Stable photothermal conversion in single-walled carbon nanotube device with pn-junction under uniform sunlight irradiation

Abstract

N-type single-walled carbon nanotube (SWCNT) films with high air stabilities have attracted significant attention for their potential application in SWCNT devices featuring pn-junctions for power generation. However, SWCNT devices must be locally heated or formed into suspended structures to generate a temperature difference and produce output power. In this study, pn-junction SWCNT films were fabricated via vacuum filtration and subsequently attached to a polyimide substrate, enabling the creation of SWCNT devices without the need for suspended structures. Upon uniform irradiation with artificial sunlight, the SWCNT device produced a stable output voltage and short-circuit photocurrent.
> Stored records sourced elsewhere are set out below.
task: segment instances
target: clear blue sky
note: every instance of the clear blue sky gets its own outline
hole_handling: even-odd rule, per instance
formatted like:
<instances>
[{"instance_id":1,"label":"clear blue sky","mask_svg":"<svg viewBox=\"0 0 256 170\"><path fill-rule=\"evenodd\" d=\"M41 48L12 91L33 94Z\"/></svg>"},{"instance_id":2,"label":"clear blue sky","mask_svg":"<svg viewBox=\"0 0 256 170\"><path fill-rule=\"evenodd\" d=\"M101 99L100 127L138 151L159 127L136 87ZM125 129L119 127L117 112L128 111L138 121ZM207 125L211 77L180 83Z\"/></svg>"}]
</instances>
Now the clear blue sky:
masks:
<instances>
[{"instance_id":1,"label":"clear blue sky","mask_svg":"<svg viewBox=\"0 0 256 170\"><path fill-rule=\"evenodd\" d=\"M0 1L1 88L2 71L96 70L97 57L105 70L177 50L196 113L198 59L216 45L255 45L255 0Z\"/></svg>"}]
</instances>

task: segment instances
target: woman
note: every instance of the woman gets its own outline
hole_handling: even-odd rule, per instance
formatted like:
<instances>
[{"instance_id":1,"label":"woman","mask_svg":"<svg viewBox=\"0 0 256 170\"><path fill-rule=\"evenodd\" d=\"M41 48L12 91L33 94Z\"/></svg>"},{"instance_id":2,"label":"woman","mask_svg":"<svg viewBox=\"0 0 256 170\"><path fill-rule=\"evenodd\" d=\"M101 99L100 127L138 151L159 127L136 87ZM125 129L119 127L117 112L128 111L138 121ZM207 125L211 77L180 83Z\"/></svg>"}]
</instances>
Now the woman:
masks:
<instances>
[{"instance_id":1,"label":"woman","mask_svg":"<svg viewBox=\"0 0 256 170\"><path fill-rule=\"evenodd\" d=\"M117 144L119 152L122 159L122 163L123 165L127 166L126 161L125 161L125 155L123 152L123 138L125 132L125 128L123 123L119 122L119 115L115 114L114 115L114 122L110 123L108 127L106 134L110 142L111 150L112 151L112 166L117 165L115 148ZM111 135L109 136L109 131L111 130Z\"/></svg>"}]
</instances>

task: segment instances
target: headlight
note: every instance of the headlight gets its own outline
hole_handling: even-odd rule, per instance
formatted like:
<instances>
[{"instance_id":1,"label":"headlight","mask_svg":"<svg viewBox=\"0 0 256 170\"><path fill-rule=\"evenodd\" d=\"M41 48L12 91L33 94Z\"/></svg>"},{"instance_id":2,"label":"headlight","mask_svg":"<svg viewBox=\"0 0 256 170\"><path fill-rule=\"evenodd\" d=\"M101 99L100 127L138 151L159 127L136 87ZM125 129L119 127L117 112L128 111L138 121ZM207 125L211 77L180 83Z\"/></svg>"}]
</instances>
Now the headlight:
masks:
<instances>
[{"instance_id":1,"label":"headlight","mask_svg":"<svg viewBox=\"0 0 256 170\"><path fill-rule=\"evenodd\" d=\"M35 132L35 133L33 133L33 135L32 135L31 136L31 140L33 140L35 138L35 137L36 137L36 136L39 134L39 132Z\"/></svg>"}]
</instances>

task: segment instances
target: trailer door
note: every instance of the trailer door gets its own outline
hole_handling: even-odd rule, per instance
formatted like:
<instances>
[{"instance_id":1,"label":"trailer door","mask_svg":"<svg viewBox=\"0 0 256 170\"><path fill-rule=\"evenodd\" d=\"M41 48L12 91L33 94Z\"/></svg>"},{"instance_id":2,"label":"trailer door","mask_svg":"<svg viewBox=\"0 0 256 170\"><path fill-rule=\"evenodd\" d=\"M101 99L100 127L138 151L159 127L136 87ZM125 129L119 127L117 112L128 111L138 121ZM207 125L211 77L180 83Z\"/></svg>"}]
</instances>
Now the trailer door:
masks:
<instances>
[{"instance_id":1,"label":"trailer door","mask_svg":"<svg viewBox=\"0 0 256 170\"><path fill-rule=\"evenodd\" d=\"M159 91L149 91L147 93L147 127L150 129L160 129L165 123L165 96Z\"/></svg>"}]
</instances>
A thermographic image showed the emergence of a temperature gradient originating from the center of the SWCNT film and extending to the edge of the polyimide substrate. This phenomenon can be attributed to the higher optical absorption of SWCNT films compared to that of polyimide substrates. Consequently, the diffusion of carriers within the device generated an electric potential difference. Therefore, the SWCNT device generated a temperature gradient and yielded output power under uniform sunlight irradiation. These findings may aid in the development of facile and flexible optical devices, including photodetectors and hybrid devices integrating solar cells.